I mean, really — it's at least as important, as a civil society, as the other "national holiday" dates. And providing it as a holiday would remove a lot of the brouhaha over early voting and polling place hours and the like.
Of course, if there really is an effort to restrain voting, especially voting by folks for whom getting to the polls during a working day is non-trivial, then it's obvious why this idea has never and will never get any traction. Let alone the "It will hurt small businesses and reduce profits and make our economy all higgledy-piggledy" fearmongering.
This actually came up in a conversation with my daughter last evening. And except for "it will cost some people some money," I couldn't think of a single reason not to do it, except that giving everyone the opportunity to vote is not high on enough people's priority lists.
Reshared post from +Bernie Sanders
Even if it is not a national holiday, employers should be required to give paid time off for voting, similar to jury duty.
My problem with this is that I think it would disenfranchise lower class workers even more. Since when do most minimum wage workers get national holidays off? Are they going to force the 24/7/365 restaurants to close on this day as well? Are Wal-Mart and McDonalds going to give up an opportunity to make a bunch of money when people have a day off and aren't under family obligations?
Making it a national holiday would only ensure that government workers and those with good employment would be more available for voting, unless I'm missing something.
I'd rather push for more mail-in ballots or online voting (if there was ever a chance of that being secure). The thing that has improved my voting attendance more than anything is Colorado's permanent absentee ballot option.
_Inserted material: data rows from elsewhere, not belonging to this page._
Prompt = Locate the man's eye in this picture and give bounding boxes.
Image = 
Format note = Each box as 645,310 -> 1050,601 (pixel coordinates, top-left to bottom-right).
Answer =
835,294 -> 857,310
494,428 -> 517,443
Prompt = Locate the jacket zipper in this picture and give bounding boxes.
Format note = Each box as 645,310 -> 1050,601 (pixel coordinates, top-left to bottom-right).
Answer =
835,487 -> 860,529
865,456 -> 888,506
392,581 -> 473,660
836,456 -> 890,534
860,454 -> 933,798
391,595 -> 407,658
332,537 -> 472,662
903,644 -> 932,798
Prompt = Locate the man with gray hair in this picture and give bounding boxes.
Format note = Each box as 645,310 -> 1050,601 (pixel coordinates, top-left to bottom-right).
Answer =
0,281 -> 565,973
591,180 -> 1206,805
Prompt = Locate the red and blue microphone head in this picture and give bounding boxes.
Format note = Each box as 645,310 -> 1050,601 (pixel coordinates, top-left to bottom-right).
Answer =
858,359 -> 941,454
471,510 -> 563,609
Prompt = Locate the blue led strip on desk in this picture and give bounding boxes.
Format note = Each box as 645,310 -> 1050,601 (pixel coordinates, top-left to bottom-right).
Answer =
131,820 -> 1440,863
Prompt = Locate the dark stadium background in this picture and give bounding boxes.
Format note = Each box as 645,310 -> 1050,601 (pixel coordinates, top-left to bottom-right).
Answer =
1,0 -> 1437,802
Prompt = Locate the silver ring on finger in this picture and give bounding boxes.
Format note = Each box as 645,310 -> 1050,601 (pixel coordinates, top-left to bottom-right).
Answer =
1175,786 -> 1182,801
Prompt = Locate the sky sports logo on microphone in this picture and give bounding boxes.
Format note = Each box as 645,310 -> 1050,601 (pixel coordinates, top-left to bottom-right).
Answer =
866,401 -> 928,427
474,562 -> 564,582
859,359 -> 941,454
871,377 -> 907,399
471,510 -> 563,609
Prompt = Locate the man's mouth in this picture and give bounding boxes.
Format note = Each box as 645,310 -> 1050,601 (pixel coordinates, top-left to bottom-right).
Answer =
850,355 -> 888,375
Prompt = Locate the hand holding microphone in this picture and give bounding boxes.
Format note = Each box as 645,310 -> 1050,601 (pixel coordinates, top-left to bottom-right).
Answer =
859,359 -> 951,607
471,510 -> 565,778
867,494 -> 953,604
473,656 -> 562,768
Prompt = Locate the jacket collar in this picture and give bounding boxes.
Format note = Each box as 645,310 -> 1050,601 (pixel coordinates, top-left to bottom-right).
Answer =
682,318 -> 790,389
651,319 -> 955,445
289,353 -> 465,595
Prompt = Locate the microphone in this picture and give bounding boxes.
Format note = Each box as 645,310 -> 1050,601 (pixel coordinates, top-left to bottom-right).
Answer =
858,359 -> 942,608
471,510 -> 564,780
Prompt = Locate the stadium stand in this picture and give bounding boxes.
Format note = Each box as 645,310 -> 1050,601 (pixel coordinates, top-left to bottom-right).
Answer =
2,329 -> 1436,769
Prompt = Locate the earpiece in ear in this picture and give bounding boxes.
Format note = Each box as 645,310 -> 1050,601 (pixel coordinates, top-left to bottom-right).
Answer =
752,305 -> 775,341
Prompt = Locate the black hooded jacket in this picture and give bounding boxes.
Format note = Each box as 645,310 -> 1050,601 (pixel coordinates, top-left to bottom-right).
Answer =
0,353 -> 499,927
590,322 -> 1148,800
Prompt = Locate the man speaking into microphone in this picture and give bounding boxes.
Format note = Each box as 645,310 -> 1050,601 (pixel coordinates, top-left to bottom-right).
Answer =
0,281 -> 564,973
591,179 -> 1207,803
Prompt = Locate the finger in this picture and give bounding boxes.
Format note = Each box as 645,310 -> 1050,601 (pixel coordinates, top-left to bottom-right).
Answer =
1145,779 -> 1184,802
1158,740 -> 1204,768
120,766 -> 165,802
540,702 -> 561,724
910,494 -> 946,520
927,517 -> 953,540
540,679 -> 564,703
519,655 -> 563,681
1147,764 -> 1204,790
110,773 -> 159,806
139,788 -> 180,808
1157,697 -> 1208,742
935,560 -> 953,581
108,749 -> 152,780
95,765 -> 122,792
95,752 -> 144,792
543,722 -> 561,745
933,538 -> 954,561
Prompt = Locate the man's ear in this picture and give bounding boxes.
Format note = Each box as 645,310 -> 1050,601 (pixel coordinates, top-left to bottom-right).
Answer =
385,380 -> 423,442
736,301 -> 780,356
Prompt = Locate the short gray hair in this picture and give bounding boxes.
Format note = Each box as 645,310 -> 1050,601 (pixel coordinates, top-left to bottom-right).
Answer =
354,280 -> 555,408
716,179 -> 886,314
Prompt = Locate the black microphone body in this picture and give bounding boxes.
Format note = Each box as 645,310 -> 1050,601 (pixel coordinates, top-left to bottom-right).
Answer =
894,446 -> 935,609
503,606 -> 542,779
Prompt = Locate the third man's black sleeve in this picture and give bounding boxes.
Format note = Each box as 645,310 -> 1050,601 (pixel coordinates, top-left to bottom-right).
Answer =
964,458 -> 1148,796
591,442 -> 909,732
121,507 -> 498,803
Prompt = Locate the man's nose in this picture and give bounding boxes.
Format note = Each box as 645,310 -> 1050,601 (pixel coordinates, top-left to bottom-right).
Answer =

+Brint Kriebel The thought occurred to me. Part of it made want to hand-wave that as logistics, but it's a worthwhile question — especially as we see increased creep into traditional national holidays by companies out to make a buck (as the stores start staying open on Thanksgiving night).
I guess my partial answer is, at least for starters, how do they handle it in other nations that declare national holidays on election days?
(And it's not just minimum wage workers — think of all those new crews and talking heads that have to cover the election!)
+Shannon Turlington
Really? Time off to vote is built into the election laws up here.
+Pat G COMMUNIST!
+Dave Hill Nah just Canadian so more republican at the moment. 😉 Though I do have to laugh at the whole communism / democracy false dichotomy.
The trend here as far as I can tell is to make it harder for people to vote, not easier.
+Shannon Turlington That's the whole point – the only people a party wants to vote are its known supporters.